Why Teaching Matters for Applications

Teaching ability is a scored domain in most specialty training applications — NHS Oriel, CaRMS, ACGME programme selection and Australian college applications all weight teaching experience. The key is not just doing it, but documenting it properly.

Types of Teaching That Count

Formal Teaching

  • Medical student bedside teaching (documented with dates and topics)
  • FY1/intern teaching sessions you organised or delivered
  • Departmental teaching — grand rounds, case presentations, mortality meetings
  • Simulation sessions (SimMan, OSCEs, airway workshops)
  • Formal lecture or tutorial delivery at medical school level

Informal Teaching

  • Supervising medical students on clinical attachments
  • Explaining procedures, findings or clinical reasoning to students and junior colleagues
  • Participating as a demonstrator in anatomy or clinical skills labs

Educational Roles

  • Educational supervisor or clinical supervisor (later career)
  • Foundation programme teaching lead
  • Student Selected Component (SSC) coordinator
  • Peer-assisted learning (PAL) tutor
  • Exam question writer (e.g. for medical school MCQ banks)

How to Document Teaching

For each teaching activity, record:

  • Date and location
  • Topic / learning objectives
  • Audience (year group, number of students)
  • Format (bedside, tutorial, simulation, lecture)
  • Feedback received (with evidence — written feedback forms, email confirmation)
  • Supervisor name confirming the activity

Getting a Teaching Certificate or Qualification

Formal teaching qualifications significantly strengthen applications. Options include:

  • UK: Postgraduate Certificate in Medical Education (PgCert Med Ed) — offered by most medical schools; can be completed part-time during training
  • UK: FHEA (Fellowship of the Higher Education Academy) — can be obtained through portfolio evidence
  • Australia/NZ: Graduate Certificate in Clinical Education — ANZAHPE-recognised programmes
  • All countries: ALS/ATLS/APLS instructor courses — documented as teaching contribution and highly valued
  • All countries: Completion of a formal teaching skills course (one-day or longer)
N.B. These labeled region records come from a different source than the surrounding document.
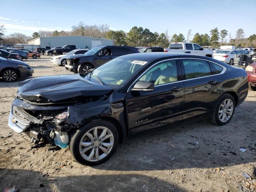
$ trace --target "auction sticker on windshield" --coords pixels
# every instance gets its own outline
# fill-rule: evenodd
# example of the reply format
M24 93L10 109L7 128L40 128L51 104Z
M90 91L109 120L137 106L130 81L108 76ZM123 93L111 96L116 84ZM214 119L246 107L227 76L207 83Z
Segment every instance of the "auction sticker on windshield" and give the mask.
M137 60L134 60L131 63L132 63L133 64L138 64L139 65L144 65L147 62L148 62L147 61L138 61Z

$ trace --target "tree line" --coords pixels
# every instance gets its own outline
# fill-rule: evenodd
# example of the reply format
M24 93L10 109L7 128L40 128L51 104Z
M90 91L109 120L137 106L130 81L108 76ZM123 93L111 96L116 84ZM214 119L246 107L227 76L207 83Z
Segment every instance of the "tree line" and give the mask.
M89 25L80 22L77 25L72 27L69 31L39 30L34 32L31 36L21 33L14 33L4 36L5 29L3 25L0 26L0 43L13 45L17 43L25 44L31 39L41 37L84 36L90 37L108 38L114 40L116 45L126 45L132 46L161 46L167 47L170 43L174 42L192 42L201 46L212 46L217 47L220 45L232 45L244 47L256 47L256 34L248 38L244 38L244 32L238 29L236 32L234 38L231 33L226 29L219 30L216 27L210 30L210 34L196 33L194 36L192 30L189 30L186 37L182 34L175 34L172 36L168 34L168 30L164 33L153 32L147 28L134 26L128 32L122 30L113 30L110 29L107 24ZM227 37L229 37L227 40ZM191 38L192 37L192 38Z

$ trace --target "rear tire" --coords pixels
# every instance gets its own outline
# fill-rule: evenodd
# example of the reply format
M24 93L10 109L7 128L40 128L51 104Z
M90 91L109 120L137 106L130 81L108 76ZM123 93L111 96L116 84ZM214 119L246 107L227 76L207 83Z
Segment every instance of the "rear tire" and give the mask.
M69 147L71 154L78 163L96 165L112 156L118 139L118 132L113 124L98 120L89 122L77 130L72 136Z
M60 62L60 66L64 67L65 66L66 63L66 59L62 59L61 62Z
M78 72L81 74L85 74L93 68L93 66L90 64L84 64L81 66Z
M6 82L14 82L18 79L18 73L14 69L7 69L2 72L2 78Z
M236 107L234 97L224 94L219 99L212 115L212 122L217 125L225 125L231 120Z

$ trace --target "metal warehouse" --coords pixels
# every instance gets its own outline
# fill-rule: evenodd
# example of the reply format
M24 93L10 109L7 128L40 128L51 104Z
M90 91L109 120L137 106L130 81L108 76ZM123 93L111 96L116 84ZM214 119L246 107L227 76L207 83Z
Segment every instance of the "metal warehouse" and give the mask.
M65 45L75 45L77 48L92 48L99 45L114 45L114 40L86 36L64 36L38 37L28 42L32 45L62 47Z

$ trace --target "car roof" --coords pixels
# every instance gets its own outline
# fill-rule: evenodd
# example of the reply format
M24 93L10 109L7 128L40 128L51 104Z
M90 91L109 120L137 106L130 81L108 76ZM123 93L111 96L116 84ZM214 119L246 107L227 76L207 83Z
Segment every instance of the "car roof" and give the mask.
M196 58L201 58L201 57L203 57L203 56L187 53L154 52L151 53L134 53L132 54L125 55L119 57L119 58L124 59L138 60L139 61L147 61L148 62L151 62L151 61L159 59L164 58L167 59L171 58L178 58L179 57L195 57Z

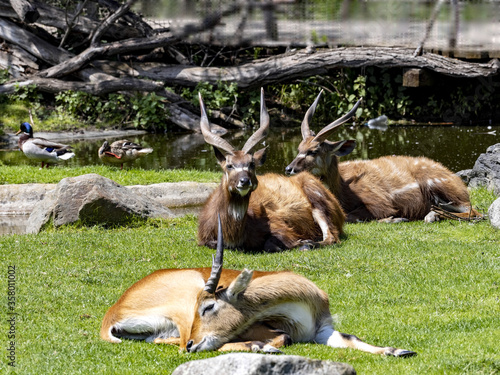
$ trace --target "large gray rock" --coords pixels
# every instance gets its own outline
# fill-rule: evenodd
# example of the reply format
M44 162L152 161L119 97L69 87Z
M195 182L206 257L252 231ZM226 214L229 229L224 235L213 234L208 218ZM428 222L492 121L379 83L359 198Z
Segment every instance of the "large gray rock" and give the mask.
M165 207L201 206L218 183L164 182L152 185L127 186L134 192L148 196Z
M132 219L172 217L158 202L116 182L87 174L62 179L31 213L27 233L38 233L50 218L54 226L81 221L84 224L121 224Z
M471 188L484 186L500 195L500 143L479 155L472 169L460 171L457 175Z
M356 374L346 363L321 361L295 355L232 353L186 362L172 375L350 375Z
M488 209L491 226L500 229L500 198L497 198Z

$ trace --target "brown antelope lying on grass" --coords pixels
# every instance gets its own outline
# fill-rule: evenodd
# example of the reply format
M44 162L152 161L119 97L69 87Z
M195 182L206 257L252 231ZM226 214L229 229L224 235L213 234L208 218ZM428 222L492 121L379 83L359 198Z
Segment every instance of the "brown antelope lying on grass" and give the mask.
M416 354L336 331L327 294L305 277L223 269L222 238L219 224L211 269L164 269L133 284L104 316L101 338L175 344L188 352L273 353L293 342L315 342L396 357Z
M277 174L256 176L266 149L251 150L265 138L269 115L261 92L260 128L236 150L210 131L200 94L201 131L214 147L224 172L218 188L207 199L198 221L198 244L215 248L217 212L222 216L225 244L247 251L277 251L339 242L344 213L337 199L312 174L291 178Z
M345 116L318 134L309 129L321 92L302 121L299 153L285 168L293 175L310 171L338 198L348 222L381 220L433 222L437 206L462 218L481 217L471 207L467 187L442 164L424 157L384 156L374 160L339 163L339 156L352 152L354 140L330 142L326 138L349 120L361 101Z

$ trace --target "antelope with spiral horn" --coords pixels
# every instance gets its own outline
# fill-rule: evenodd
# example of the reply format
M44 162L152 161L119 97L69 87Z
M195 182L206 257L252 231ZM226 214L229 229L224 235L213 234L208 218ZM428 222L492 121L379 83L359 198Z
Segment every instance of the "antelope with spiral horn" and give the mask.
M252 152L269 130L269 114L261 90L260 128L236 150L210 131L200 94L201 131L213 146L224 174L198 217L198 244L215 247L217 212L222 216L225 244L246 251L311 248L339 242L344 213L337 199L308 172L291 178L256 175L266 148Z
M339 162L352 152L354 140L331 142L327 138L359 107L359 100L345 116L315 134L309 128L322 91L302 121L298 154L285 168L288 175L310 171L337 197L348 222L379 220L400 222L440 216L437 206L456 217L475 218L467 187L442 164L425 157L383 156L373 160Z

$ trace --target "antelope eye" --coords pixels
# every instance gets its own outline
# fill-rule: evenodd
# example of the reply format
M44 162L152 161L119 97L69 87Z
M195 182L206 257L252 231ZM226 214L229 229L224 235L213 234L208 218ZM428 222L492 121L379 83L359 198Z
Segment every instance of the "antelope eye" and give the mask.
M209 303L203 307L201 311L201 316L205 315L207 312L212 311L215 308L215 302Z

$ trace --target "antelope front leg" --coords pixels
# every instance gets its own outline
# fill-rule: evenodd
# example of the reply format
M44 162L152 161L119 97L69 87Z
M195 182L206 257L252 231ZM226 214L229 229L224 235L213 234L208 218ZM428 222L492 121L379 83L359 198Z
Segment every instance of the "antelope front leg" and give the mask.
M323 327L316 335L315 341L319 344L331 346L332 348L351 348L372 354L391 355L394 357L412 357L417 355L416 352L411 350L371 345L354 335L338 332L333 327Z
M219 352L282 353L275 346L262 341L230 342L219 348Z

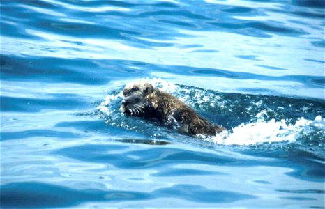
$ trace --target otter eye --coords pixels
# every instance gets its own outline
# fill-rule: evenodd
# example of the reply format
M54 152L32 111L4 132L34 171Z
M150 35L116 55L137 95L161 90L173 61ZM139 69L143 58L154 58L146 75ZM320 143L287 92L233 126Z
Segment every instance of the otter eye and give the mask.
M124 90L123 91L123 94L125 96L127 95L128 93L128 90L124 89Z

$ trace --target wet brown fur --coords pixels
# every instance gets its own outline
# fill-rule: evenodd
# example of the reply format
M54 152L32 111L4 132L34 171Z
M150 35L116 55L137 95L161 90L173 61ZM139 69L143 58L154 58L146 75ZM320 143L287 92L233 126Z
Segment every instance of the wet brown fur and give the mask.
M177 98L154 88L149 83L138 82L126 86L123 95L121 111L158 119L167 126L176 127L182 134L214 136L226 130L210 123Z

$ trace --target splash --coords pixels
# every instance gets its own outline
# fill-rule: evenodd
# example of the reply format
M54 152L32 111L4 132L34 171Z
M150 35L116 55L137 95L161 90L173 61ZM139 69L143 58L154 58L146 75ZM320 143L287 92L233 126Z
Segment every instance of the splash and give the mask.
M324 146L322 141L325 137L325 119L322 103L288 98L219 93L174 84L160 78L138 81L148 82L155 88L173 94L209 120L229 128L229 131L213 137L201 137L206 141L239 146L281 141L293 144L297 141L303 145L312 141L317 146L318 144ZM98 117L110 125L153 137L178 137L176 132L171 134L167 127L121 113L119 109L123 87L120 86L107 94L97 107Z
M325 119L321 116L313 121L301 118L294 125L288 123L285 119L280 121L258 120L254 123L242 123L231 131L225 131L206 139L223 145L248 146L280 141L292 143L312 132L322 131L325 134L324 125Z

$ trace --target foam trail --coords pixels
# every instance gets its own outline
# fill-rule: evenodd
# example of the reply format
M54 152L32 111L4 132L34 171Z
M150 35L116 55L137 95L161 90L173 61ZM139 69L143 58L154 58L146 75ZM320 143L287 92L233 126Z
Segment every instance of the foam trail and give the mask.
M242 123L232 128L231 132L224 131L206 139L223 145L248 146L280 141L292 143L314 128L321 128L325 134L324 124L325 119L321 116L317 116L314 121L301 118L294 125L287 124L284 119L280 121L259 120L255 123Z

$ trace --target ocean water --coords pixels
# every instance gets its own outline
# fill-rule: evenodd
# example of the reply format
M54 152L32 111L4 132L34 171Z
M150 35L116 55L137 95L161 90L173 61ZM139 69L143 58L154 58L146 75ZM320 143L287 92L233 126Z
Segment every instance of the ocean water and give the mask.
M1 1L1 208L324 208L324 1ZM119 111L146 80L228 129Z

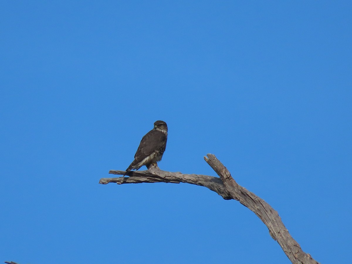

Feedback — The Key Differentiator

Anyone can claim they taught. The differentiating factor in strong portfolios is documented feedback on your teaching. Strategies:

  • Use short written feedback forms after teaching sessions — keep blank templates ready
  • Request email confirmation from tutees summarising what they found useful
  • Use anonymous online tools (Mentimeter, Google Forms) to collect post-session feedback
  • Ask your supervising consultant to observe and document a teaching session

Template Teaching Log Entry

Example Entry

Date: 15 March 2025 | Location: Medical Assessment Unit, General Hospital

Topic: Chest X-ray interpretation for Year 4 medical students

Format: Bedside small group teaching (4 students)

Duration: 45 minutes

Learning Objectives: Systematic CXR approach; identification of common acute findings

Feedback: Written feedback collected from 4/4 students. Mean rating 4.6/5. Supervisor: Dr Smith (Consultant Physician), confirmed via email.